|ECE 563 -
Summary of Lectures
Lecture 1: Outline of the course. Three main topics: (a) Information representation and compression. (b) Information communication. (c) Information principles in machine learning and statistics. This lecture talks about (a) what is information, and (b) how to quantify it. Information is revealed when one of a number of (discrete) possible items is chosen. A measure of information is then related to how likely we expect each item to be chosen. Axiomatic definition of entropy -- as motivated by Shannon in 1948. Properties of entropy -- concavity and monotonicity with respect to increased randomness. For fixed alphabet size, entropy is maximized for uniform probabilities.
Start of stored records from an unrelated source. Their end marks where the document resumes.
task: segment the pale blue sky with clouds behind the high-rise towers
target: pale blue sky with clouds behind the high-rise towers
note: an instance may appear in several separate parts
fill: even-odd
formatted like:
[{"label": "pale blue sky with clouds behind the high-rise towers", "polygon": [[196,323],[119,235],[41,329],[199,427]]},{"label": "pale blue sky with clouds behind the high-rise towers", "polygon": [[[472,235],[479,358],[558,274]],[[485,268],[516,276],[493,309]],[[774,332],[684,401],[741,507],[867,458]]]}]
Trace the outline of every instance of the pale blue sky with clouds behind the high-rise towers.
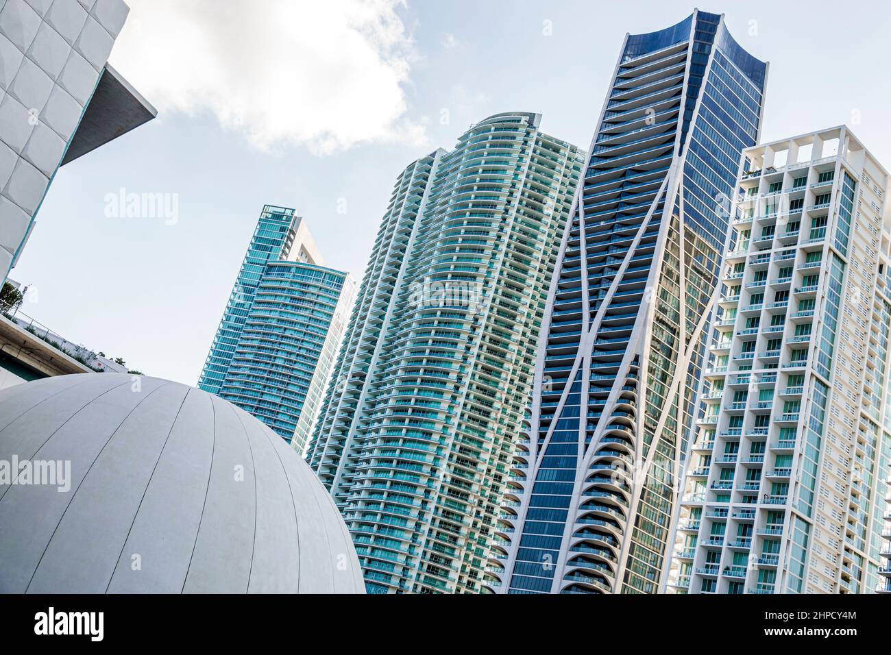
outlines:
[{"label": "pale blue sky with clouds behind the high-rise towers", "polygon": [[[502,111],[586,150],[625,32],[692,4],[127,0],[110,63],[159,117],[61,168],[10,277],[22,310],[195,384],[264,204],[361,279],[399,172]],[[821,6],[824,5],[824,6]],[[703,4],[770,61],[763,140],[846,123],[891,168],[891,8]],[[165,203],[143,216],[124,193]]]}]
Entropy is monotonic with respect to the partial order of majorization. References: Section 2.1 of text book and a "Mathematical theory of Communication" by C.E.Shannon, Bell System Technical Journal, October 1948.
Lecture 2: Codes: nonsingularity, uniquely decodable (nonsingular under concatenation), instantaneously decodable (prefix free). Kraft inequality constrains the lengths of the codewords.
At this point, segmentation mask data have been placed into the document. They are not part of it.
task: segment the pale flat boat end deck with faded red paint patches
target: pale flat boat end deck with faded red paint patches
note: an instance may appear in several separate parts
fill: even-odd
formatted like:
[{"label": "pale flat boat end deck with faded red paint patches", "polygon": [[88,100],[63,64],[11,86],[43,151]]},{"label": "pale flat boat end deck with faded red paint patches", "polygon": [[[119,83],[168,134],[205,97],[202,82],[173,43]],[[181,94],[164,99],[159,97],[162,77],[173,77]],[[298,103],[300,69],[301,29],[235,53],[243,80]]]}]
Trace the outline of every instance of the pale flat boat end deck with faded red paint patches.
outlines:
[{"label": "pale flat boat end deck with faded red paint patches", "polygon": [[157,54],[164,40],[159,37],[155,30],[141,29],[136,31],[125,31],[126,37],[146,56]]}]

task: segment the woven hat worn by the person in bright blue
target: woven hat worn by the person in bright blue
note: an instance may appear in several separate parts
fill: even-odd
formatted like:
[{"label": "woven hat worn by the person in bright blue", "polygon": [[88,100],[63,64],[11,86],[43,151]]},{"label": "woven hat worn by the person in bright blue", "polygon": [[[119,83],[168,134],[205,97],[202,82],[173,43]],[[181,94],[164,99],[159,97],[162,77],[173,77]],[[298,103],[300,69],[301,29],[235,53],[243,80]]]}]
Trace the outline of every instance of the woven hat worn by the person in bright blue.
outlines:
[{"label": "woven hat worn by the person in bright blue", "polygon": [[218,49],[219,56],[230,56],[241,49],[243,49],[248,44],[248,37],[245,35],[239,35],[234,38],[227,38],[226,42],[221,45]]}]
Lecture 3: Proof of Kraft inequality: necessary for all uniquely decodable codes and guarantees existence of a instantaneously decodable code. Average minimum length of the code as a measure of efficiency and is within the entropy and one plus the entropy. Huffman code.
Lecture 4: Concatenation of codes and near optimality for i.i.d. sources. Leads to the broader question of how to handle memory. As a first step, look at Markov sources. Introduction to the Shannon Fano Elias code.
Lecture 5: Arithmetic coding: Shannon-Fano-Elias coding for Markov sources. Entropy rate of Markov chains.
Lecture 6: Information measures. Joint entropy, conditional entropy, KL divergence, mutual information.
Lecture 7: Fano inequality. Lower bound on compression rate, with vanishingly small error and worst-case lengths. Lempel-Ziv compression.
Lecture 8: Reliable communication -- the block diagram setting of Shannon. Rate of communication and reliability of communication. Discrete stationary memoryless channels. Definition of Capacity. Examples: binary erasure channel and binary symmetric channel. Simple upper bounds on capacity of the channel.
Lecture 9: Upper bound on rate of communication for zero error communication via the maximum mutual information over the channel. Fano inequality and its use to do the same with vanishing error probability.
Lecture 10: Example: Binary erasure channel. Calculate upper bound explicity (and also for binary symmetric channel). Argue a simple random linear code achieves capacity. Fountain codes and iterative decoding.
Lecture 11: Properties of mutual information: concavity in P_X and convexity in P_Y|X. Calculate capacity for example channels, specially the symmetric case.
Lecture 12: Jointly typical sequences. Achievability via random coding and typical set decoding. Statement of Shannon's theorem on capacity of a channel -- fundamental limits to reliable communication.